When a person fails to make court-ordered child support payments, there are penalties he may face. The penalties may depend on the jurisdiction in which the payments are ordered, but often include wage garnishment and license suspension. A person may also lose the right to obtain a passport as a penalty for failure to make child support payments. Some jurisdictions will even divert tax refunds to the parent who is owed child support money. In cases in which child support payments are seriously past due and involve large amounts of money, a person may even spend time in prison as a consequence of not paying child support.
One of the consequences of not paying child support is wage garnishment. If a person fails to make court-ordered child support payments, a judge may order the garnishment of his paycheck. When this occurs, money for child support is removed from the party’s paycheck before he receives it. It is usually sent to a child support agency’s processing department before it is forwarded on to the receiving party. Wage garnishment allows child support agencies to ensure payments are made, even if the non-custodial parent is reluctant to fulfill his obligations.
Sometimes driver’s license suspension is also used as a consequence of not paying child support.
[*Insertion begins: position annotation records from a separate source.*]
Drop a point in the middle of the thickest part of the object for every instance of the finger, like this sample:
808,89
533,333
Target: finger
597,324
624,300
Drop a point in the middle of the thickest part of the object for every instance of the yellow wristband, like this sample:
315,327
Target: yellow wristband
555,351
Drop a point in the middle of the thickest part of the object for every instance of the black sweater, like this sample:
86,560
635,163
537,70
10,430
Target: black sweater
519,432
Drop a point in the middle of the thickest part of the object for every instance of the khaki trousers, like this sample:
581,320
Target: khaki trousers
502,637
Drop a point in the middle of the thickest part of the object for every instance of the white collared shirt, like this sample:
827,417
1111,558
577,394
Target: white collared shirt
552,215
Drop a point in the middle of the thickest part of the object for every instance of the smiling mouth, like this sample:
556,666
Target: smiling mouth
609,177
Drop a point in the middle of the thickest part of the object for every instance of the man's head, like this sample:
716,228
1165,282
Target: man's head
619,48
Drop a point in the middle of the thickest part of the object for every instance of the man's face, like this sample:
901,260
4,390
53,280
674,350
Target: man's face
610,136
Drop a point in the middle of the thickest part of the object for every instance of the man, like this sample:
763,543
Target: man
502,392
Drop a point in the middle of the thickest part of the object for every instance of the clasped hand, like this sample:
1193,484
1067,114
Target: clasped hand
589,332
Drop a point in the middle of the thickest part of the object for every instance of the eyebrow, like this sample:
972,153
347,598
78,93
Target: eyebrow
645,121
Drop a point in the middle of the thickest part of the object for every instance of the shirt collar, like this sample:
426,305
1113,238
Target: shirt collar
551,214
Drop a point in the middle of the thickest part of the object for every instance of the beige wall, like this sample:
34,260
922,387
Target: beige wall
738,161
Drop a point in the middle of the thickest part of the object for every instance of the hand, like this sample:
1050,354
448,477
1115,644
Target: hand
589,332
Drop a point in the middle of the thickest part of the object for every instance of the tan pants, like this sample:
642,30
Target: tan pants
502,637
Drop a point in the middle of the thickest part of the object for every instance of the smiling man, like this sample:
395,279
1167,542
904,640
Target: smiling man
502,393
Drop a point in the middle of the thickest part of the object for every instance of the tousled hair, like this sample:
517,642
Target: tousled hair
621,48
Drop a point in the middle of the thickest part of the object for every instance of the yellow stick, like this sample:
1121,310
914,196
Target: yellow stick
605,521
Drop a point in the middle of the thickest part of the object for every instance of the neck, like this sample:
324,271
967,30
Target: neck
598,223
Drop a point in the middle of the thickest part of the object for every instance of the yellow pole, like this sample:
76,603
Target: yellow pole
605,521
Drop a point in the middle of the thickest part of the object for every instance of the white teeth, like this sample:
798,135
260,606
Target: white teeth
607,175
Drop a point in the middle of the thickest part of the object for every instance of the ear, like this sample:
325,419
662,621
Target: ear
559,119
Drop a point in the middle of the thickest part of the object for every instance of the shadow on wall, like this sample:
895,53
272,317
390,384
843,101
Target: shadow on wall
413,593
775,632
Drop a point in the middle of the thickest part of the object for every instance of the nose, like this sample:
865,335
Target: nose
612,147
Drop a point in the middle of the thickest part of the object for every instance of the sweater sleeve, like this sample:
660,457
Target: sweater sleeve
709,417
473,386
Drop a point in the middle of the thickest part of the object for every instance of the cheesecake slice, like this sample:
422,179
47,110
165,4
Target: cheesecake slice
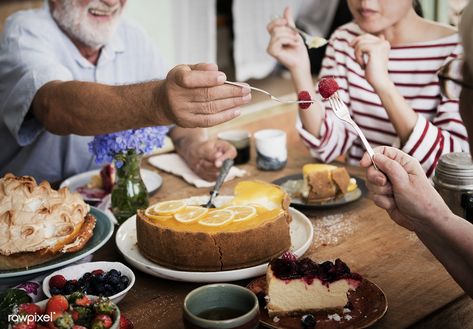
324,182
297,287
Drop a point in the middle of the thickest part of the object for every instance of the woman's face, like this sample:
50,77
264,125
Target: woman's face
374,16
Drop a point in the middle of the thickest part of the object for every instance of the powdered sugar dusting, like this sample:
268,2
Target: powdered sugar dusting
331,230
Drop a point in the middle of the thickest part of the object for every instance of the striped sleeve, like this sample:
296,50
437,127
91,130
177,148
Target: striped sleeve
444,133
336,136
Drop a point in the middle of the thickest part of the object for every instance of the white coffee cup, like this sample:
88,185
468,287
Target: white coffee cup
271,149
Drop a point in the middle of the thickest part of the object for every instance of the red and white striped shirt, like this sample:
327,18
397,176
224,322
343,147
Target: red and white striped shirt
439,128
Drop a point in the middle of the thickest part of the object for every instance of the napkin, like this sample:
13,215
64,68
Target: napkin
173,163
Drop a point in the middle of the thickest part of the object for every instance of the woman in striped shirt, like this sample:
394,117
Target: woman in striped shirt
385,63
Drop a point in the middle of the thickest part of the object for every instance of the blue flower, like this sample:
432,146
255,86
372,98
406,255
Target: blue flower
106,147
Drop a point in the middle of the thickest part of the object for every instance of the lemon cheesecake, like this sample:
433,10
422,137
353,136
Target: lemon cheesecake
324,182
250,229
296,287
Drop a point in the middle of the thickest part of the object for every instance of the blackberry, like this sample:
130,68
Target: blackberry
308,321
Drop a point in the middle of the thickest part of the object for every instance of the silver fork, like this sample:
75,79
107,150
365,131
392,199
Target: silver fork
341,111
311,41
268,93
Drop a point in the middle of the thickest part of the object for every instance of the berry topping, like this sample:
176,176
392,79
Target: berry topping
29,308
286,268
304,96
327,87
308,321
57,281
97,282
289,256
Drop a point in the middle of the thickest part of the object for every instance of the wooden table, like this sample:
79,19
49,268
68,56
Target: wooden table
419,291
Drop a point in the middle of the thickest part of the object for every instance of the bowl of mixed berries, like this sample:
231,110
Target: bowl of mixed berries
108,279
77,311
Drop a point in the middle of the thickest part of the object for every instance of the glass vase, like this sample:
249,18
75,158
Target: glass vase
129,192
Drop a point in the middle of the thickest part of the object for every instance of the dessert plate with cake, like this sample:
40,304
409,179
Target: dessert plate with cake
42,228
322,186
182,240
94,185
300,293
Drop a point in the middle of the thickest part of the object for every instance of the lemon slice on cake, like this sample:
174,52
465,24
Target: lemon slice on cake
150,213
168,207
242,213
217,217
190,214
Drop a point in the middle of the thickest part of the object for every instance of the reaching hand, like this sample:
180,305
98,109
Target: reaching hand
196,96
287,45
376,50
402,188
205,158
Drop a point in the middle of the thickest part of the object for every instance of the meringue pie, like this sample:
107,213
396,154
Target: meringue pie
38,223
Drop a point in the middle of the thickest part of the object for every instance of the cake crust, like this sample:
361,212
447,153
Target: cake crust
201,251
28,259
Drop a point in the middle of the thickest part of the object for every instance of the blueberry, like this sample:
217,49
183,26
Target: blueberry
114,280
55,291
101,278
87,276
125,280
69,288
119,287
308,321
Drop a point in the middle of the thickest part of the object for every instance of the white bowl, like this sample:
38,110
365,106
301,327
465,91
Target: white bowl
76,271
115,317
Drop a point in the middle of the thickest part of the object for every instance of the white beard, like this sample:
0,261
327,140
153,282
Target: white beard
76,22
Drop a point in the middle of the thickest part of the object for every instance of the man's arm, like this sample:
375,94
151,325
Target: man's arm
401,187
190,96
202,155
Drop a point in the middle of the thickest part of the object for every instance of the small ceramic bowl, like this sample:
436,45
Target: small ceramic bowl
221,306
76,271
115,318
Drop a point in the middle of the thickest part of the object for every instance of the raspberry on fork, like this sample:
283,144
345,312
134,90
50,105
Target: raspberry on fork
327,87
304,96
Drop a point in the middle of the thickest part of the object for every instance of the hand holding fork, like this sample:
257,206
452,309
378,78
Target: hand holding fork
341,111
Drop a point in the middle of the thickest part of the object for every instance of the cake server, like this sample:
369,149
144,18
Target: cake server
274,98
224,170
341,111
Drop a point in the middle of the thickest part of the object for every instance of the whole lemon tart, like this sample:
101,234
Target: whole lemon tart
250,229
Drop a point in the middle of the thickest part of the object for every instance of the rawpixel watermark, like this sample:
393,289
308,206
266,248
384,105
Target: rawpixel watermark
29,318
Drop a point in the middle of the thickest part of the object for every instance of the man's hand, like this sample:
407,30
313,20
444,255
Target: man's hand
286,45
206,157
372,53
402,188
196,96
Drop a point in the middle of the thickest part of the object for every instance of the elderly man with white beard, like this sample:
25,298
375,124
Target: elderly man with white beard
76,69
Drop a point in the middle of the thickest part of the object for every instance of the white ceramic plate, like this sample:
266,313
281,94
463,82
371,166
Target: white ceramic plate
301,231
102,232
152,180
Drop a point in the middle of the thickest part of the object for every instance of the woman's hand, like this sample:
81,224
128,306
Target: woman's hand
372,53
286,45
402,188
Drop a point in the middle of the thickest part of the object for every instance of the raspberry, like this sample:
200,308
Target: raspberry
29,308
57,281
304,96
327,87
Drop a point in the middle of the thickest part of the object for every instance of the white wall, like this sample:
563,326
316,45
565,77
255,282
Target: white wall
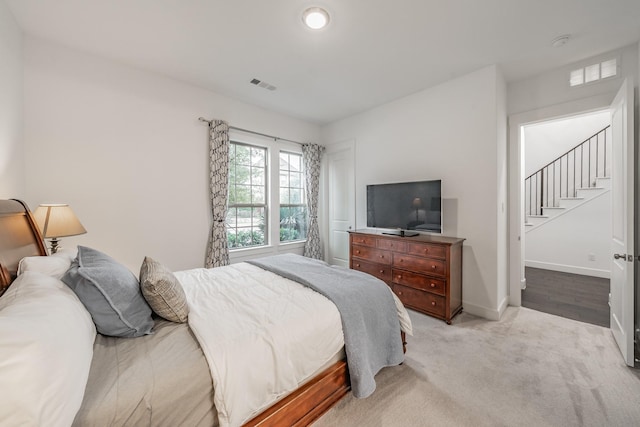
552,87
448,132
12,163
569,241
502,171
125,149
545,97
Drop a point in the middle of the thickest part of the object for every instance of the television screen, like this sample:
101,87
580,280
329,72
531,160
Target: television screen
407,206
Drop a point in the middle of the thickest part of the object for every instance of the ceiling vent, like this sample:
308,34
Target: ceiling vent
262,84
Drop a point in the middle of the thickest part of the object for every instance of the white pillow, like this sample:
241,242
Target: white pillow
46,347
53,265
While this measure doesn't guarantee that the paying parent will catch up on child support payments, it may interfere enough with his lifestyle that he feels compelled to pay. In some jurisdictions, professional licenses can be suspended in addition to driver’s licenses.
In some places, a person may have his right to secure a passport suspended for not paying child support. This may serve two purposes. First, it may prove to be an annoyance and compel the paying parent to catch up on his child support payments. Second, it may help to prevent a person from leaving the country in order to avoid child support enforcement.
Tax refund interception and property liens may also be used when a party fails to make child support payments. All or some of a payer's tax refund may be diverted to the receiving parent. Some jurisdictions also allow child support agencies to place liens on the paying parent’s property. For example, a lien may be placed on the payer’s home as a result of his failure to pay child support.
After a person has been given many chances to pay child support but failed to do so, a judge may order the person to spend time in jail. This penalty is often reserved for cases in which the parent owes a good deal of money yet refuses to pay it. It may also be used when a parent willfully defies a court order or appears defiant in court.